# Female Feeder Male Feedees



## platinumpuzzy (Mar 24, 2019)

I am not sure how common or uncommon this may be, but I was once a feedee myself. Somehow, the tables turned and I started finding myself becoming the feeder or actually what I like to call the "Chub Coach". I don't discriminate with females but more often than not they are seeking the attention of man... so my love through feeding goes unappreciated and usually taken advantage of. SO, I created the Chub Club for my male feedees who want things like weight gain encouragement, eating challenges, meal reminders, as well as weigh in's, measuring, weight goals, meal diaries, calorie counters and more.

Typically, a feeder would pay for your food - but you buy your own food I just offer the emotional support and companionship along the way.

So far, I have had great success with some of my piggy's (they chose to be addressed to be this way) packing on the pounds and growing pant sizes and more!

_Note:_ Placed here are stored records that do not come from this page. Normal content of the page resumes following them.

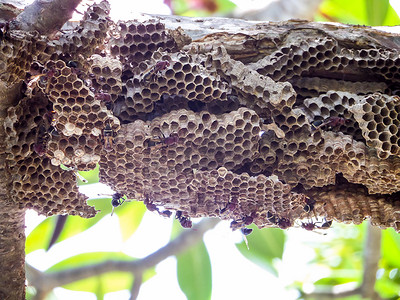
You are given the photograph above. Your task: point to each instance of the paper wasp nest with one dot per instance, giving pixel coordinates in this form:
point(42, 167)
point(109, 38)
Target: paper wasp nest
point(294, 125)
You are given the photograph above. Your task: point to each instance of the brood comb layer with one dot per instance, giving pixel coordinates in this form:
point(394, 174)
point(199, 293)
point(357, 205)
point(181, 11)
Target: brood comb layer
point(254, 140)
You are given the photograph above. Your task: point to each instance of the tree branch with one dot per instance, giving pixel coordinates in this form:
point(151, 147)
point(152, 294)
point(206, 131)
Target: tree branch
point(45, 16)
point(137, 283)
point(48, 281)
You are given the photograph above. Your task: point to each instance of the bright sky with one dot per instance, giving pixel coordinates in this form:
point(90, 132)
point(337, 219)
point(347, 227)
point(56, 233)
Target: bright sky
point(234, 277)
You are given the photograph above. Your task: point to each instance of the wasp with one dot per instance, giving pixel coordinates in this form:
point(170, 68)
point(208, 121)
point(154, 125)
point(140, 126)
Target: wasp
point(104, 97)
point(42, 137)
point(331, 122)
point(151, 72)
point(108, 138)
point(41, 80)
point(310, 225)
point(185, 221)
point(4, 29)
point(158, 142)
point(116, 200)
point(45, 130)
point(309, 205)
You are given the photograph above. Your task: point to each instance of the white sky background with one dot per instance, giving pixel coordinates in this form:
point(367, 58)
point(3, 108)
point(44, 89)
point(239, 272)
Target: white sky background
point(234, 277)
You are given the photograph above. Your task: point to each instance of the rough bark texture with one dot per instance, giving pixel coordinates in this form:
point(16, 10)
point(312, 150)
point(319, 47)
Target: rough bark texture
point(45, 16)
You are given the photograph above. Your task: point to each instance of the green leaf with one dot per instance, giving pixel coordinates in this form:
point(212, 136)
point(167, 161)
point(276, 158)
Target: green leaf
point(194, 273)
point(265, 245)
point(39, 237)
point(75, 224)
point(376, 11)
point(344, 11)
point(390, 248)
point(341, 276)
point(387, 288)
point(99, 284)
point(130, 215)
point(392, 18)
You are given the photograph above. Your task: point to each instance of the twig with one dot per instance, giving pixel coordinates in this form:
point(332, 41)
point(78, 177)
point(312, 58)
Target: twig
point(48, 281)
point(137, 283)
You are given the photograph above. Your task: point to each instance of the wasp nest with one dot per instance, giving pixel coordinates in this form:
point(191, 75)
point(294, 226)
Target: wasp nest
point(289, 130)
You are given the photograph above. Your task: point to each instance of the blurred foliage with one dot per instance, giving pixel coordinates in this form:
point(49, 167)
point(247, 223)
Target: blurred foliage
point(360, 12)
point(103, 283)
point(194, 270)
point(200, 8)
point(265, 247)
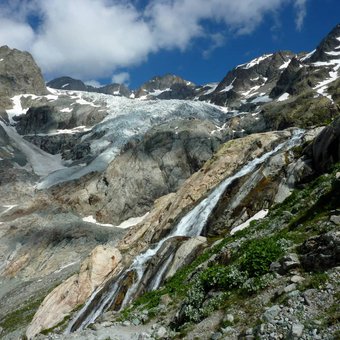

Good luck out there to you gentleman in your progress whether gaining or losing!


----------



## BigElectricKat (Mar 25, 2019)

I can see where your encouragement could make all the difference!


----------



## platinumpuzzy (Mar 25, 2019)

So far it has been quite successful and each day coming up with more ideas to implement the positive changes!


----------



## Jay78 (Mar 25, 2019)

platinumpuzzy said:


> I am not sure how common or uncommon this may be, but I was once a feedee myself. Somehow, the tables turned and I started finding myself becoming the feeder or actually what I like to call the "Chub Coach". I don't discriminate with females but more often than not they are seeking the attention of man... so my love through feeding goes unappreciated and usually taken advantage of. SO, I created the Chub Club for my male feedees who want things like weight gain encouragement, eating challenges, meal reminders, as well as weigh in's, measuring, weight goals, meal diaries, calorie counters and more.
> 
> Typically, a feeder would pay for your food - but you buy your own food I just offer the emotional support and companionship along the way.
> 
> ...


That sounds amazing!


----------